The equilibrium constant for the reaction `H_(2)O(g)+CO(g)hArrH_(2)(g)+CO_(2)(g)` is 0.44 at 1660 K. The equilibrium constant for the reaction
`2H_(2)(g)+2CO_(2)(g)hArr 2CO(g)+2H_(2)O(g)`
at 1660 K is equal to

To solve the problem, we need to find the equilibrium constant for the reaction: \[ 2H_2(g) + 2CO_2(g) \rightleftharpoons 2CO(g) + 2H_2O(g) \] given that the equilibrium constant for the reaction: \[ H_2O(g) + CO(g) \rightleftharpoons H_2(g) + CO_2(g) \] is \( K_1 = 0.44 \) at 1660 K. ### Step-by-step Solution: 1. **Reverse the Original Reaction**: The equilibrium constant for the reverse reaction is the reciprocal of the original equilibrium constant.

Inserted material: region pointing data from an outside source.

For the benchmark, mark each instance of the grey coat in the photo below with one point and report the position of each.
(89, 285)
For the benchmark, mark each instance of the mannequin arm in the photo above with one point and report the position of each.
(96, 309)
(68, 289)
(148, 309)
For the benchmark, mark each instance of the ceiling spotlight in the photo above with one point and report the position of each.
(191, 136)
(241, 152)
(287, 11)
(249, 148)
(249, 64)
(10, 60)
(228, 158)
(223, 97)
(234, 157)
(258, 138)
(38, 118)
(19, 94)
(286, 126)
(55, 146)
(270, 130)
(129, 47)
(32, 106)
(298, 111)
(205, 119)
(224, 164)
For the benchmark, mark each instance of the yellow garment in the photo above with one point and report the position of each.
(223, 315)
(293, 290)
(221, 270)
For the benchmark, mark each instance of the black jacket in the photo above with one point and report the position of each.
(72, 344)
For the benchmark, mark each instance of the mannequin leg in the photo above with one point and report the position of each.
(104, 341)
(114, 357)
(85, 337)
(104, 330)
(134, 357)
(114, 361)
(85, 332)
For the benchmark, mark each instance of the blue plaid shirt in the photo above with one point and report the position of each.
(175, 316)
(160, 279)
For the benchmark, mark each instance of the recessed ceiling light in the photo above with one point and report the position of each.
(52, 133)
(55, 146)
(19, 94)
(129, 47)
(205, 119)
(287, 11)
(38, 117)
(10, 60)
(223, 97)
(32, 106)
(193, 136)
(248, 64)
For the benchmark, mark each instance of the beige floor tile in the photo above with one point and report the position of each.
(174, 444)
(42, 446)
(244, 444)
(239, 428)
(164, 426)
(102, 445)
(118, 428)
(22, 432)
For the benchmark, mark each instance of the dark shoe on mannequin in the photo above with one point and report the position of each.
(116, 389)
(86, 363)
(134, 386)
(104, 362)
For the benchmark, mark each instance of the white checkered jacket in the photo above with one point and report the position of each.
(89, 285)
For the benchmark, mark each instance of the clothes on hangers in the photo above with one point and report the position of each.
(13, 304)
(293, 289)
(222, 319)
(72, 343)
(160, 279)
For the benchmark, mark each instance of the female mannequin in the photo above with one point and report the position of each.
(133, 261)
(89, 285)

Therefore, for the reaction: \[ H_2(g) + CO_2(g) \rightleftharpoons H_2O(g) + CO(g) \] The equilibrium constant \( K_2 \) is given by: \[ K_2 = \frac{1}{K_1} = \frac{1}{0.44} \] 2. **Calculate \( K_2 \)**: Now, we can calculate \( K_2 \): \[ K_2 = \frac{1}{0.44} \approx 2.27 \] 3. **Multiply the Reaction by 2**: We need to find the equilibrium constant for the reaction: \[ 2H_2(g) + 2CO_2(g) \rightleftharpoons 2CO(g) + 2H_2O(g) \] When a balanced equation is multiplied by a factor, the equilibrium constant is raised to the power of that factor. Therefore, we have: \[ K_3 = K_2^2 \] 4. **Calculate \( K_3 \)**: Now, substituting \( K_2 \) into the equation: \[ K_3 = (2.27)^2 \] Calculating this gives: \[ K_3 \approx 5.15 \] 5. **Final Answer**: Thus, the equilibrium constant for the reaction \( 2H_2(g) + 2CO_2(g) \rightleftharpoons 2CO(g) + 2H_2O(g) \) at 1660 K is approximately: \[ K_3 \approx 5.15 \] ### Summary: The equilibrium constant for the reaction \( 2H_2(g) + 2CO_2(g) \rightleftharpoons 2CO(g) + 2H_2O(g) \) at 1660 K is approximately 5.15.